Tuesday, November 23, 2010

Ma! The Meatloaf!



Nobody requests meatloaf quite as convincingly as my husband. I do believe his exact words were, "Ma! The meatloaf!"

So meatloaf he shall have. If you'd like to have meatloaf, too, here's how it's done.

Meatloaf
Makes two loaves (recipe can be halved)

4 slices white bread
1 large onion, peeled and cut into large chunks
2 stalks celery, cut into large chunks
2 medium carrots, peeled and cut into large chunks
2 cloves garlic, peeled
1/2 cup milk
3 lbs lean ground beef
2 large eggs, beaten
1/2 cup ketchup, plus more for tops of loaves
1 tablespoon smoked paprika
Salt and pepper*

1. Heat oven to 350 degrees. Pulse bread slices in food processor to form medium crumbs. Transfer to a medium bowl and set aside.
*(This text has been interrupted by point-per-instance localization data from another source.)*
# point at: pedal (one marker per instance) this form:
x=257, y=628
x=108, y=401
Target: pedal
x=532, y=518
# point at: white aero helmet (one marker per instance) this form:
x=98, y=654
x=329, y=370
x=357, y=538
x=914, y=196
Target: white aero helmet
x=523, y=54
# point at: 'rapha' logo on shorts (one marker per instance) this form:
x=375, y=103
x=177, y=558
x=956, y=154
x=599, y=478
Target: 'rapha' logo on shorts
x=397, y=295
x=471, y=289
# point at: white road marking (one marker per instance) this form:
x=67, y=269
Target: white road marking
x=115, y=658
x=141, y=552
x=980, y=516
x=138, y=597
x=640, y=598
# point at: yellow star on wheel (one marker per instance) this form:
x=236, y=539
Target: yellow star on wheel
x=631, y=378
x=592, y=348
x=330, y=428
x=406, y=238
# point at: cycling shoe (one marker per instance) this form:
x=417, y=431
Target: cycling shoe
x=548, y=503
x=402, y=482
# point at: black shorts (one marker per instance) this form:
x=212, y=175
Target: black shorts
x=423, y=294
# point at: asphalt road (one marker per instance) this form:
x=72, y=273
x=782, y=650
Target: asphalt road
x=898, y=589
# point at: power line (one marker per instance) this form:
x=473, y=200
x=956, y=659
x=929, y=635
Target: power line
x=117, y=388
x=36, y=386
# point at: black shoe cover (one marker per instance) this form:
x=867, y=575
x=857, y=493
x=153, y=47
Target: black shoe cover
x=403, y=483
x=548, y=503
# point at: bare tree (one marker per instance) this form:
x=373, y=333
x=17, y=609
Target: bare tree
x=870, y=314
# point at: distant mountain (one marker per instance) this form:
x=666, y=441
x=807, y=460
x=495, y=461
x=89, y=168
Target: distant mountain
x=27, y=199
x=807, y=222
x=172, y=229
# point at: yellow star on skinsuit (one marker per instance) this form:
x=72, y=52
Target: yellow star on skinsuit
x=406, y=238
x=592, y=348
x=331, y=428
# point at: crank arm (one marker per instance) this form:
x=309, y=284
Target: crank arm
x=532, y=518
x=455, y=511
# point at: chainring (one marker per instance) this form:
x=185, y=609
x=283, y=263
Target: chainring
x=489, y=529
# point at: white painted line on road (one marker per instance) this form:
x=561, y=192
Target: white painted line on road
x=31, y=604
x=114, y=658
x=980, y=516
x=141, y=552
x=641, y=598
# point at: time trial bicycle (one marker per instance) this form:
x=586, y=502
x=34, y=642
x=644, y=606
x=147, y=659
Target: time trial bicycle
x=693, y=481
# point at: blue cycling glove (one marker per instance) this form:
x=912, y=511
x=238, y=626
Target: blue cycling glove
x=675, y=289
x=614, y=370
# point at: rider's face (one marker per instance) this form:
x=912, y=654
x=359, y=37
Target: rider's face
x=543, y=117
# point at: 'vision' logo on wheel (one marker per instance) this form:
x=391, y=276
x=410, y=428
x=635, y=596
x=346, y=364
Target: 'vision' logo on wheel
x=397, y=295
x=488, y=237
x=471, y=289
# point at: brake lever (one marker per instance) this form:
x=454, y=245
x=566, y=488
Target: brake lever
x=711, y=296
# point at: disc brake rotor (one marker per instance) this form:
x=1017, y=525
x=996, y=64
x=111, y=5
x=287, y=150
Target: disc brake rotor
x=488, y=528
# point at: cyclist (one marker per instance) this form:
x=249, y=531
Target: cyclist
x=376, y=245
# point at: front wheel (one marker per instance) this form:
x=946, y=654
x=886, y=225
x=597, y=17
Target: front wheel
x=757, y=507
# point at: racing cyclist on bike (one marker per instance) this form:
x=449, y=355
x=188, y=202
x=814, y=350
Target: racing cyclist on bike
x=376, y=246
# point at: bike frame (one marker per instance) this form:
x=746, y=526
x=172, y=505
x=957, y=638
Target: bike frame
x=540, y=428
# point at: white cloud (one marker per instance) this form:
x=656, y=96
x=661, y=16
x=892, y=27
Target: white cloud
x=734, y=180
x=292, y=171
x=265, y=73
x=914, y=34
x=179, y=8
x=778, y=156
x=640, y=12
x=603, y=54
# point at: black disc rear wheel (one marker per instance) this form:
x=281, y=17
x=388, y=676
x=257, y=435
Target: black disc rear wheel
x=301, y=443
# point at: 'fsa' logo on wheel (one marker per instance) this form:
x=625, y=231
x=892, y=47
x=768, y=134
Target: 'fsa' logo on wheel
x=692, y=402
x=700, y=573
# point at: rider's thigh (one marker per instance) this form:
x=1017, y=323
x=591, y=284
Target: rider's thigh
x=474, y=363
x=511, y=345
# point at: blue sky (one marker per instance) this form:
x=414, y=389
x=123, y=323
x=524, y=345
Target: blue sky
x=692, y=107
Pulse the onion, celery, carrot and garlic in the food processor until chopped medium-fine. (Be careful not to over process, or the mixture will become watery.)

2. Add milk to the bread crumbs and stir until moistened. In a large bowl, gently combine the ground beef, eggs, bread crumb mixture, vegetable mixture, ketchup, paprika and salt and pepper. Be careful not to over work the mixture, or it will toughen.

3. Spoon into two ungreased 9-inch loaf pans. Smooth the tops and coat lightly with ketchup. Bake until a meat thermometer inserted in center reads 160 degrees, about 1 1/2 to 2 hours.

*I don't measure salt unless I'm baking. For this recipe I probably used two teaspoons sea salt and one teaspoon freshly ground pepper.

Serve with mashed potatoes, a sprinkle of parsley and a few too many proclamations of "Ma! The meatloaf!"

1 comment:

  1. I rarely post the amount of salt and pepper I use either. Mostly b/c I do it to taste and I'm just too lazy to measure it out little by little. Nothing quirky happens in my family, we're very casual but traditional. My favorite things to make are pies b/c that's basically the only thing I ever contribute. My grandmother makes so much food!